El vuelo libre del azor

Jesús Manuel García OURENSE

OURENSE

MARÍA MIGUÉLEZ

Crónica | Suelta de un ave rapaz en O Carballiño Miembros del Centro de Recuperación de Aves de O Rodicio soltaron un ejemplar en presencia de alumnos del colegio Vila do Arenteiro culminando una jornada ecológica

08 jun 2007 . Actualizado a las 07:00 h.

Hace un tiempo fue entregado en O Rodicio un ejemplar de azor, de un año de edad. Estaba deshidratado y había sido hallado en mal estado en O Carballiño. El ave fue debidamente tratada, sanó y ayer volvió a señorear la naturaleza en el lugar donde fue encontrado sin fuerzas. Responsables del Centro de Recuperación de Aves Salvaxes de O Rodicio acudieron el colegio Vila do Arenteiro a explicar su trabajo a los alumnos de primero y segundo de ESO. Vieron diapositivas para entender la diferencia entre aves rapaces. Y tras la charla, en el patio, abrieron la jaula portátil y dejaron libre al animal. Fue un momento de expectación por parte de todos. Los escolares miraban con ojos como platos maravillándose del vuelo. El azor enseguida cambió de rumbo yendo directo hacia la zona de carballos en la que se adentró. «Chegaranos deshidratado, puxémoslle un catéter e recuperámolo. Foi pasando fases sucesivas por unha falcoeira pequena de rehabilitación, onde temos que comprobar que come por el mesmo, despois pasa a unha cámara máis ampla onde fai os primeiros voos e logo metémolo nunha cámara aínda máis grande onde probamos se caza, se come e se voa perfectamente», dice el veterinario José Manuel Lorenzo.
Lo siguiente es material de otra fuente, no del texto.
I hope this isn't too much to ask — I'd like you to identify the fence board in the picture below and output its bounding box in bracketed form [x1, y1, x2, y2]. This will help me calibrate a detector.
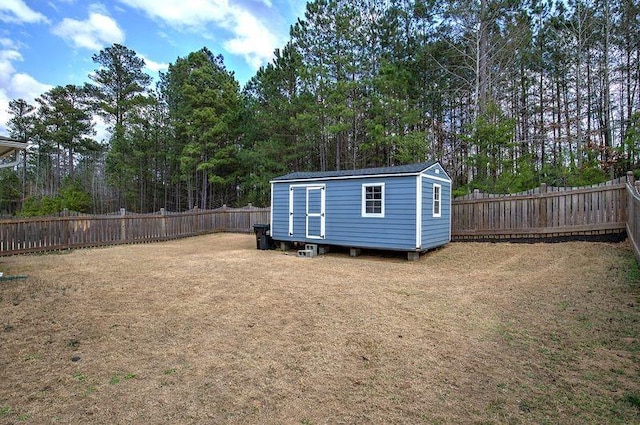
[0, 207, 270, 256]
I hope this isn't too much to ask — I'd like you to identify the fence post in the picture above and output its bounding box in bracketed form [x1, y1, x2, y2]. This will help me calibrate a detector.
[160, 208, 167, 239]
[62, 208, 71, 247]
[120, 208, 127, 241]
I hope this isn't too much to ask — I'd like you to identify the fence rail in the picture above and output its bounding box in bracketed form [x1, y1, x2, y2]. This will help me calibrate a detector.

El lugar para la suelta fue idónea al ser zona boscosa. «En canto o soltamos xa virou ata a zona de bosque». El azor lleva una anilla identificativa. Todos sus datos están archivados. Si alguien lo recoge comunica los datos de la anilla a la Sociedad Española de Ornitología. En O Rodicio no sólo entran aves. Ahora tiene 25 ejemplares en fase de recuperación y no sólo hay aves. Tienen un corzo de corta edad que lo alimentan con biberón, hay dos cerdos, jabalíes, zorros y en reptiles ahora quedan algunas tortugas. «A nosa filosofía é recoller o animal, coidalo e en canto reúne as condicións para vivir por el mesmo, deixámolo en liberdade no seu medio», señala Lorenzo. Estas jornadas se repiten con cierta frecuencia por toda la provincia. «É moi grato ver que un animal se recupera, que pode voltar ó seu hábitat natural», manifiesta Pablo Lorenzo un escolar maravillado por la naturaleza y que conoce bien la actividad del centro de O Rodicio donde dice que hay dos cerdos. «A un chámanlle Xan e o outro Perillán», apunta el joven.